Even as the U.S. House of Representatives is paralyzed by a Republican leadership drama, U.S. Sens. Kirsten Gillibrand (D-N.Y.) and Cynthia Lummis (R-Wyo.) are still pressing to get crypto legislative through.
“I think there’s a huge potential for a bipartisan stablecoin bill in both the House and Senate,” Gillibrand said at CoinDesk’s State of Crypto event held Tuesday in Washington. “This is a measurable, doable goal for both chambers to have.”
A stablecoin bill cleared the House Financial Services Committee this year, but the Senate hasn’t yet made as much progress – despite the Lummis-Gillibrand bill having addressed the topic.
Even further along is a Senate effort meant to begin targeting illicit transactions in crypto, which exists now as an amendment on the Senate’s defense spending package. That’s now at the stage in which the Senate and House work out the differences in their bills, and if the crypto provision passes, it would set up U.S. examination standards and study how to combat anonymous transactions.
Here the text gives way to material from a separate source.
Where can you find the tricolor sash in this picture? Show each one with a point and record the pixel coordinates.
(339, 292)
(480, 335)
The defense budget “is likely to pass this year or early next year,” Gillibrand said, and the senator predicted the crypto-focused amendment is “likely to stay in.”
As for the wider, more ambitious market-structure legislation for crypto, which would empower the U.S. Commodity Futures Trading Commission (CFTC) as a watchdog of crypto commodities trading, Gillibrand said that “hopefully next year” it can find some traction. She said the current posture of the U.S. Securities and Exchange Commission (SEC) to steer the industry with punishments is untenable.
“Congress needs to act,” she said. “We cannot have the SEC regulating by enforcement. It doesn’t work. The courts have said so. So, it’s important for Congress to do its job.”
Lummis said that traditional financial firms are showing up, especially in the space around prospective spot bitcoin exchange-traded funds (ETFs) and other crypto ETFs.
“As mainstream finance moves into this space, I think people in Congress are going to see we can’t have our head in the sand anymore,” Lummis said at the same event on Tuesday, suggesting that some lawmakers will be more comfortable with the representatives of traditional financial firms. “When they come into the room where the party’s happening,” she said of the TradFi people, “they bring a lot of people with them.”
Both senators encouraged crypto firms to keep making their case in Washington, noting that most lawmakers still aren’t well educated on the industry.